Bob Allen, the managing editor of the Associated Baptist Press has followed this story closely.  In his November 22 article, Allen notes that churches are typically not the first reporters of sexual abuse.  Allen cites the situation at Morrison Heights as an example:
Much more recently, police in Clinton and Jackson, Miss., launched an investigation after John Langworthy confessed to “sexual indiscretions” committed decades earlier with younger males. A few weeks earlier Langworthy had resigned as longtime associate pastor of music and ministries of Morrison Heights Baptist Church in Clinton. He now faces eight felony charges and is scheduled to stand trial April 2.
Church elders conducted their own investigation and resisted sharing what they learned with law enforcement, citing clergy-penitent privilege. After Langworthy’s confession, it became public that he was fired in 1989 over abuse allegations at Prestonwood Baptist Church in Dallas, but church leaders including future SBC president Jack Graham failed to report it to the police as required by law.
Graham has not commented publicly on the revelation. Greg Besler, senior pastor of Morrison Heights Baptist Church, was guest preacher for chapel at Southern Seminary on Oct. 25, one week after Langworthy pleaded not guilty in court. 
Allen points out that, “In light of the recent Penn State scandal, Southern Baptist Theological Seminary President Albert Mohler and Ethics and Religious Liberty head Richard Land have made public comments that it is imperative for Christians who suspect abuse to go immediately to the police.

In his Wednesday article “Church leader questioned about handling of sexual abuse allegation”, Allen explores Philip Gunn’s involvement in the Langworthy matter and closes the piece with this quote from Dr. Mohler, “We all know more than we knew before, and we are all responsible for that knowledge.  The costs of acting wrongly in such a situation, or acting inadequately, are written across today’s headlines and the moral conscience of the nation.  The tragedy of Penn State is teaching the entire nation a lesson it dare not fail to learn.”
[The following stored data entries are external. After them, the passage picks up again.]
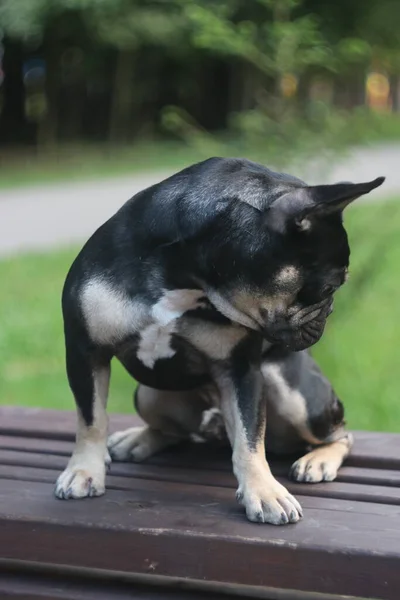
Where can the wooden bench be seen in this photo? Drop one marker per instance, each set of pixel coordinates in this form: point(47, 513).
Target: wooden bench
point(171, 528)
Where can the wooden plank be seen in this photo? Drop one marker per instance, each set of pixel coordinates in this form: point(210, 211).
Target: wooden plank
point(42, 585)
point(329, 552)
point(371, 449)
point(202, 494)
point(35, 582)
point(348, 474)
point(128, 472)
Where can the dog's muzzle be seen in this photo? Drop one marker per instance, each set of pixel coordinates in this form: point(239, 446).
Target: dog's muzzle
point(302, 329)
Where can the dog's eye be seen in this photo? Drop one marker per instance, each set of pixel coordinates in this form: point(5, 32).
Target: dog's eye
point(328, 290)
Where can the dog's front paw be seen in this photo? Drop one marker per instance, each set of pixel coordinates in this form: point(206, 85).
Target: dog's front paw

In another Wednesday article, the Louisville Courier-Journal’s Peter Smith explored the call of numerous Baptist leaders for the immediate reporting of all information pertaining to sexual abuse to law enforcement. 

In an op-ed piece by Christa Brown that was recently published by the Associated Baptist Press, Brown says that preaching about reporting is not enough:
Just as internal reporting is not enough, neither is it enough for denominational authorities to simply preach to local churches about reporting to the police. To pretend otherwise is an abdication of institutional responsibility and an abandonment of moral responsibility.
In the real world, Southern Baptist churches are rarely the first party to report child sex abuse by clergy to the police. The fact that churches typically don’t report their pastors is what often allows the limitations period to run so that criminal prosecution becomes impossible.
This reality must be dealt with, and preaching about it isn’t enough. There must be institutional consequences for church leaders who don’t report child sex abuse and for churches that engage in keep-it-quiet cover-ups.
And no one -- no one -- should be above scrutiny.
This means that even high honchos such as former Southern Baptist president Jack Graham should be subjected to scrutiny. With Graham at the helm, leaders of the 27,000-member Prestonwood Baptist Church failed to report child sex abuse allegations against one of its ministers, allowing the man to move on to other churches and placing other kids at risk. That minister now faces child sex charges in Mississippi.
The Southern Baptist Convention should follow the example of Penn State and engage a team of independent outside professionals to conduct an internal investigation of how and why allegations of child sex crimes were kept quiet at one of its most prominent and powerful churches. How did the system allow for such an abysmal failure, and how should the system be restructured to make such failures less likely?
After dealing with Prestonwood, the SBC should then use the team to establish an independent denominational review board with the power to receive, assess and track clergy abuse allegations, and to investigate other accounts of church cover-ups.
Accountability systems are essential for child safety, and accountability systems require outsiders.
Brown is the author of This Little Light: Beyond a Baptist Preacher Predator and His Gang, and the blogger over at Stop Baptist Predators.